Streamlining Negotiations Through AI
Maersk and Walmart have embraced Pactum AI, a software product engineered for automated negotiations. Maersk utilizes its chatbot to swiftly ascertain transportation rates within existing agreements or secure quotes automatically in their absence. Walmart, with a supplier network exceeding 100,000, deploys this technology for negotiations with “tail-end” suppliers, responsible for approximately 20% of Walmart’s expenditures on lower-value items. Michael DeWitt, Vice President of Strategic Sourcing at Walmart International, elucidates, “This technology empowers us to engage suppliers that we wouldn’t have the bandwidth for without AI.”

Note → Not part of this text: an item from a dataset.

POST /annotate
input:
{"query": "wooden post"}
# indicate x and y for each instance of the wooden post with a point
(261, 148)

Guiding Your AI Adoption Strategy
In charting your AI adoption strategy, consider these essential guidelines:
- Test the Technologies: Pilot programs are invaluable for evaluating AI solutions. While tools like Pactum, Scoutbee, and Arkestro delivered on their promises in our study, other AI-based tools fell short. Tyson Foods, for instance, encountered a significant hiccup when one AI application erroneously categorized a reliable supplier as “high risk.” As Russ Stewart, Senior Vice President of Procurement at Tyson, underscores, “Many AI tools excel at assessing financial risks among publicly traded companies but falter in evaluating the financial stability of private firms or identifying geopolitical risks. Numerous technology companies are pitching emerging solutions, aiming to bridge these gaps.”

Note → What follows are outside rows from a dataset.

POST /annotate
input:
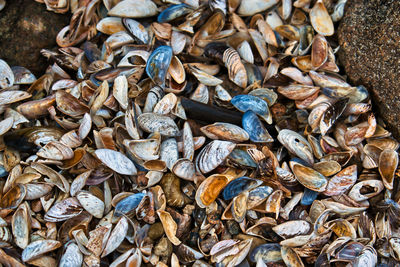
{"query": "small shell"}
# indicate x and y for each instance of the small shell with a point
(320, 19)
(134, 9)
(213, 154)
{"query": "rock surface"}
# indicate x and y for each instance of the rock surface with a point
(369, 36)
(25, 28)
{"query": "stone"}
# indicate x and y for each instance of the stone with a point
(369, 39)
(26, 27)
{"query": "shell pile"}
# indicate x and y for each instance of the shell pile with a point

- Know When Not to Use AI: AI is not a universal remedy. Its value diminishes in stable supplier markets with well-established alternatives and minimal uncertainty. Moreover, AI tools offer limited benefits when robust relationships already yield comprehensive information.

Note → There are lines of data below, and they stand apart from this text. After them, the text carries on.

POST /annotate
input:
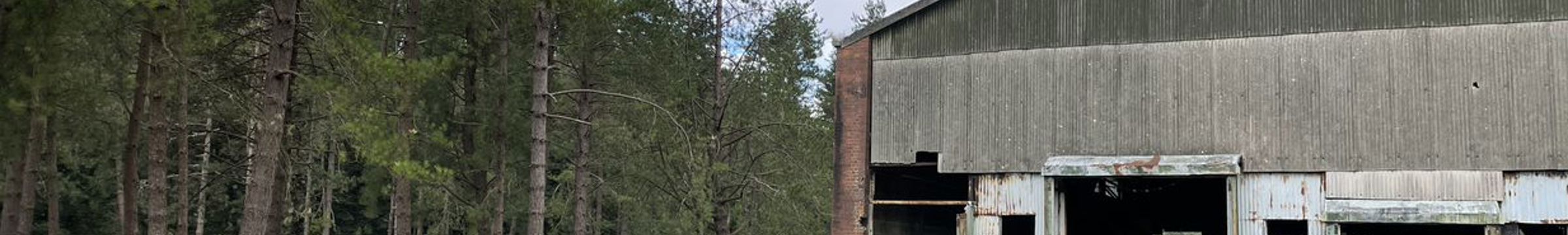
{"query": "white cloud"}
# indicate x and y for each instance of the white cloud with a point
(838, 14)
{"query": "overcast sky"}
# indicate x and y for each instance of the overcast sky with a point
(838, 14)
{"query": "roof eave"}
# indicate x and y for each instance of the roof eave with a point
(885, 22)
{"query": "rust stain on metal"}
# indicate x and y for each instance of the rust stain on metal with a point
(1009, 193)
(1147, 165)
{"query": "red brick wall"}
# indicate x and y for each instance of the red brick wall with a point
(853, 93)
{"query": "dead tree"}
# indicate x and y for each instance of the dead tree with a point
(261, 201)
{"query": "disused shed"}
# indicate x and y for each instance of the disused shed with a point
(1205, 118)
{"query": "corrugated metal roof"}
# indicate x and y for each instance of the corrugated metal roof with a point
(955, 27)
(1415, 185)
(1537, 198)
(1456, 98)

- Build a Portfolio of AI Tools: Given the current landscape of AI solutions, companies must adopt multiple tools tailored to specific tasks and risk levels. Arkestro and Scoutbee excel in identifying potential alternative suppliers, generating multiple options without significant risk. For negotiating rates and contracts, preapproval of AI-generated outputs is crucial, ensuring full legal compliance. A one-size-fits-all AI tool for all supply chain needs remains a distant goal, at least for now.
By adhering to these guidelines and harnessing AI strategically, corporations can fortify their supply chains and emerge resilient in an ever-changing global business landscape.
Conclusion:
The strategic adoption of AI by global corporations for supply chain management represents a significant shift in ensuring resilience and agility in the face of disruptions. This trend highlights the growing importance of AI-driven solutions in enhancing supply chain visibility, diversifying supplier networks, and optimizing procurement processes, ultimately giving these companies a competitive edge in the market. Businesses that fail to embrace these technologies may find themselves at a disadvantage in an increasingly dynamic and unpredictable business environment.